Historic district in Tennessee, United States

The College Hill Historic District in Brownsville, Tennessee is a 96 acre historic district which was listed on the National Register of Historic Places in 1980 and expanded in 2015.

It is near TN 19 and U.S. 70/U.S. 79. It is centered on the Brownsville Female College complex built in 1852. The district also contains Oakwood Cemetery, where many of Brownsville's early settlers and prominent citizens are interred.

The original district follows an irregular pattern along West College, West Main, West Margin, Key Corner Streets, and on North Grand, North McLemore and Russell Avenues and on Williamsburg Lane. It included Greek Revival, Gothic Revival, Stick/Eastlake architecture.

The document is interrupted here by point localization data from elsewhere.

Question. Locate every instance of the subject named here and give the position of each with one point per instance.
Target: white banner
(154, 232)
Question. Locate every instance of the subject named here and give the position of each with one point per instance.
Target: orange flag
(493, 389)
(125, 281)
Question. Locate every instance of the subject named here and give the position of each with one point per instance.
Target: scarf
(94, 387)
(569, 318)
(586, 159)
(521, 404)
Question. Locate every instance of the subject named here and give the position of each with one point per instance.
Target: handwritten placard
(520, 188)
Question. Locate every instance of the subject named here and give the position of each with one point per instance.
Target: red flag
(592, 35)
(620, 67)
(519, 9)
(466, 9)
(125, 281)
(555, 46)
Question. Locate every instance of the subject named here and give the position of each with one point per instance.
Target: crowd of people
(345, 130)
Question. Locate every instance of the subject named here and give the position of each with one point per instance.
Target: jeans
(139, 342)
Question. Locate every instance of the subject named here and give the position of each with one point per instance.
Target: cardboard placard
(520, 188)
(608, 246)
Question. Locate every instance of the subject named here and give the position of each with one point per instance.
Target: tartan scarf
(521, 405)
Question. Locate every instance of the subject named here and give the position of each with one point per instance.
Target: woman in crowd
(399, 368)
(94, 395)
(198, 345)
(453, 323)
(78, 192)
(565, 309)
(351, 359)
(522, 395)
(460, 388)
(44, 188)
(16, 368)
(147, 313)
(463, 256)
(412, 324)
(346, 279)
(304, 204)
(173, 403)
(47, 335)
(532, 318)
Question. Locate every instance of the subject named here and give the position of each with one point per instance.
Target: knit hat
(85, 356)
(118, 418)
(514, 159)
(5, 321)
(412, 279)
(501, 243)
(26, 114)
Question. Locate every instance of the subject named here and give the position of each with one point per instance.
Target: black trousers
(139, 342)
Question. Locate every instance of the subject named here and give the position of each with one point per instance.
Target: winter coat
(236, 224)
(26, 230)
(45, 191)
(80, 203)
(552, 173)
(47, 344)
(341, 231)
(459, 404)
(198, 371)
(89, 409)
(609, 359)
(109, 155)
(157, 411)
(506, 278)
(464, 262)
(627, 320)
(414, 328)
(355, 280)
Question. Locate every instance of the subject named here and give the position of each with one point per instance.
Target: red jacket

The original included 72 contributing buildings and a contributing structure.

The boundary increase January 27, 2015 is roughly bounded by Haralson Street, Margin Street, North Wilson Avenue and Cherry Street.

The extension was listed on the National Register consistent with guidelines established in a 2014 study of historic resources in Brownsville.